Over its 80-year history, the Virginia and Truckee Railroad ran a grand total of 29 locomotives across its tracks. Out of the original 29 engines, only nine still survive. The Nevada State Railroad Museum here in Carson City has four of them, there is also one back east in Pennsylvania, and back in January I profiled the three that live at the California State Railroad Museum in Sacramento.

Those eight engines are all in the care of museums, and they’re pretty well taken care of. They have been restored to their original condition, and several of them can still operate under their own steam. They’ve got a good life, even if half of them are far from their home here in Carson City. But there is one more engine, one that’s almost forgotten in an out-of-the way corner of the desert. On the outskirts of Tucson, Arizona, at Old Tuscon Studios, sitting in the blistering sun on a piece of track barely big enough to hold it, is #11 The Reno.


Photo from http://www.oldtucson.com/film_office/photos/vehicles/vehicles.htm

The Reno was named, aptly enough, because it was the first engine built to haul trains between Reno and Virginia City when the tracks were extended in 1872. And it ran that route for sixty years, hauling gold and silver, freight and passengers, and also carrying U.S. presidents. When Ulysses S. Grant visited Virginia City in 1879, and Theodore Roosevelt came to Carson City in 1903, both times the V&T sent out their prize engine, The Reno, to carry their presidential passengers.

The Reno was sold off in the 1930s as the debts of the V&T kept rising, and it went to work for Hollywood, starring in such movies as Union Pacific, Annie Get Your Gun, The Man Who Shot Liberty Valance, and many other B Westerns in the 50s and 60s. In 1970 Old Tucson Studios bought it and used it in several productions filmed there, then they put it on display for tourists to see. But then in 1995, fire raged through Old Tucson. Many of the wooden film sets on the property were destroyed, and The Reno itself was reduced to a charred husk.
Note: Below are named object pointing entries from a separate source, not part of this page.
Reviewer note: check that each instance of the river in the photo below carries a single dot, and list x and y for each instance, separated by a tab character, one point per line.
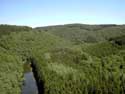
30	85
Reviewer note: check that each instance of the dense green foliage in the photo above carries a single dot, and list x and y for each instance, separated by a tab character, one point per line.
11	73
69	59
6	29
79	33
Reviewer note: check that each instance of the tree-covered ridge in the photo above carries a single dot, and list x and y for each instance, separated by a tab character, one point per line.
64	66
80	33
6	29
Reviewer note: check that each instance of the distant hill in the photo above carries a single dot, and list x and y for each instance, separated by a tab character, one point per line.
6	29
80	33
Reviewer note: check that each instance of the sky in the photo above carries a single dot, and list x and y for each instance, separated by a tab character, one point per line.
53	12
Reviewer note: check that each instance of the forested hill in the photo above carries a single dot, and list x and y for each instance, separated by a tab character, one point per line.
6	29
68	59
80	33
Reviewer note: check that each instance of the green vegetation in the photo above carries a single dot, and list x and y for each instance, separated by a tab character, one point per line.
69	59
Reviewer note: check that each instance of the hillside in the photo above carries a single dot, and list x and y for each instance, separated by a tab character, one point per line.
66	59
80	33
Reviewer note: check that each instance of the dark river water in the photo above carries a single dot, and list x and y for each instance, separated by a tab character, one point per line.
29	86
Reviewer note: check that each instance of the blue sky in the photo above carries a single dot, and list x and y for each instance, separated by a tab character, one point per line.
52	12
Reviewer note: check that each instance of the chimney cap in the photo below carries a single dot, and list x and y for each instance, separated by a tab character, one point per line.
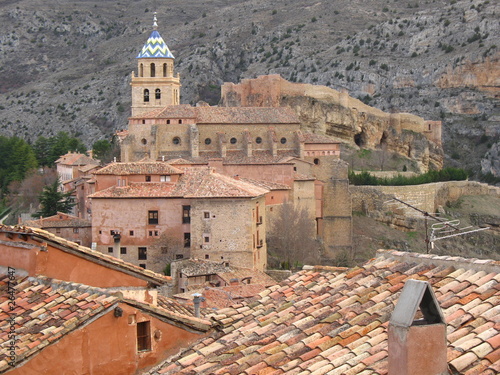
415	294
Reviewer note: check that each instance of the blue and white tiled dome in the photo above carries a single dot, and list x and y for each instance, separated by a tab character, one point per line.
155	46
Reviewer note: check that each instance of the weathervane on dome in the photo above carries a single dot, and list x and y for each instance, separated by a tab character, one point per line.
155	21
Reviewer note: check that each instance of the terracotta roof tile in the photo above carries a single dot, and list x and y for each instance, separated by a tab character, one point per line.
35	328
195	182
85	252
336	322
Photo from http://www.arizonaandpacificrr.com/spot/oldtucson/oldtucson.html

Hollywood once again saved it, this time for the film Wild Wild West. The Reno was given a new cab and a fresh coat of paint, then when they were done it went back on display at Old Tucson. But since then it’s been shoved out of the way, forgotten, neglected, and left to blister in the hot Arizona sun. Out of all the V&T engines, it’s probably the one in the worst shape and stored in the worst conditions. It’s the one that most needs to come back to Carson City, back home to where it belongs and where it actually means something to people.